Holding: The Court affirmed that Mississippi may impose a two percent privilege tax measured by gross receipts for operating oil pipelines within the state, even when that oil is billed for shipment to out‑of‑state destinations.

Real World Impact:
  • Allows states to tax pipeline companies on receipts from in‑state loading operations.
  • Makes companies transporting oil to in‑state rail loading points liable for state privilege taxes.
  • Permits states to tax activities carried on wholly within their borders without further apportionment.
Topics: state taxation, interstate commerce, oil pipelines, transportation taxes

Summary

Background

A Delaware pipeline company that gathers oil from lease tanks in Mississippi and moves it to railroad loading racks challenged a Mississippi tax. The state assessed $20,296.36 for 1944–1946 under statutes that levy annual privilege taxes and a two percent tax on gross income for operating pipelines in the state. The oil is shipped by rail as the owner’s agent to out‑of‑state destinations; there are no refineries in Mississippi and loading delays rarely exceed a week.

Reasoning

The Court affirmed the judgment that sustained the State Tax Commission’s assessment. The majority explained that the Court looks to how a tax actually operates, not just its label. Because the taxed activities were carried on entirely in Mississippi, the tax did not violate due process or discriminate against interstate commerce. The opinion relied on earlier decisions that allowed apportioned gross‑receipts or privilege taxes for activities within a State and concluded apportionment was unnecessary here because no other State could be taxed for these in‑state operations.

Real world impact

Pipeline companies that move oil from field tanks to in‑state rail loading points can be required to pay state privilege taxes measured by those in‑state receipts, even when the oil is destined out of state.

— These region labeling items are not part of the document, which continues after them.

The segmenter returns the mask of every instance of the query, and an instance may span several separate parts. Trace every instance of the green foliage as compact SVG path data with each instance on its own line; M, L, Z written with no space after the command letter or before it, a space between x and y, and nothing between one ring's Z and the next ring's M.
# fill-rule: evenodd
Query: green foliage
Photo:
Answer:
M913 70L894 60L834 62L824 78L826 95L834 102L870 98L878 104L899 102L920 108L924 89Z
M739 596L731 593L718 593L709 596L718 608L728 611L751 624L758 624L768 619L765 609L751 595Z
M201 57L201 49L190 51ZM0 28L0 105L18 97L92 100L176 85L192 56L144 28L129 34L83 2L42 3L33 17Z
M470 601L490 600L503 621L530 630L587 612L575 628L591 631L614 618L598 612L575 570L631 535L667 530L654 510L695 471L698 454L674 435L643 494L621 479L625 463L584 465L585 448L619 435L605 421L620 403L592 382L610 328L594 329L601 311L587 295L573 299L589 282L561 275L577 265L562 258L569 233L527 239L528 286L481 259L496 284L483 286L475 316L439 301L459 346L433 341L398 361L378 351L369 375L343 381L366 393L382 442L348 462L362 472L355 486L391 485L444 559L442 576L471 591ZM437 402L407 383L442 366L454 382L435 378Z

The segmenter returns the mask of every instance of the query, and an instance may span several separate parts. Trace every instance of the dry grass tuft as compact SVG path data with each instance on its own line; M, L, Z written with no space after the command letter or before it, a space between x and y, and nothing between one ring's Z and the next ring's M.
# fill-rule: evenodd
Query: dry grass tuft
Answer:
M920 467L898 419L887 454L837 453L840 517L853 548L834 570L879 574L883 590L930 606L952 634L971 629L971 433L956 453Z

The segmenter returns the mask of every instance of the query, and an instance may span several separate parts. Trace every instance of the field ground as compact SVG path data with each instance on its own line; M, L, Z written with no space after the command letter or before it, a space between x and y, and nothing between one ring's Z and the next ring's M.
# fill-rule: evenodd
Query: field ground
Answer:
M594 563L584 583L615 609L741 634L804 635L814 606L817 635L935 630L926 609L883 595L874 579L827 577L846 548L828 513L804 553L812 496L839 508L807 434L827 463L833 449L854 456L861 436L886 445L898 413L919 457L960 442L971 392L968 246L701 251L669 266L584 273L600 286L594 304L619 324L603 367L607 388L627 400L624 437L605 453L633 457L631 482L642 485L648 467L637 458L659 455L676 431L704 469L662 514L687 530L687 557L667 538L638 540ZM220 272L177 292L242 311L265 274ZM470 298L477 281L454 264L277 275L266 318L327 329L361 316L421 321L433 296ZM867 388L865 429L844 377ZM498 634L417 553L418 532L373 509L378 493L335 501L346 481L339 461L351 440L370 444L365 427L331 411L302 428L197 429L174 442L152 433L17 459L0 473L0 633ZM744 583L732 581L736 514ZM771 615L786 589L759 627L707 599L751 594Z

States may lawfully collect nondiscriminatory taxes tied to business done wholly within their borders under the reasoning in this opinion.

Dissents or concurrances

A dissent argued the in‑state movement was part of interstate commerce once shippers gave out‑of‑state shipping orders, and that taxing the privilege of doing interstate business is unconstitutional; a separate concurrence rested on a view that the tax applied only to intrastate activity.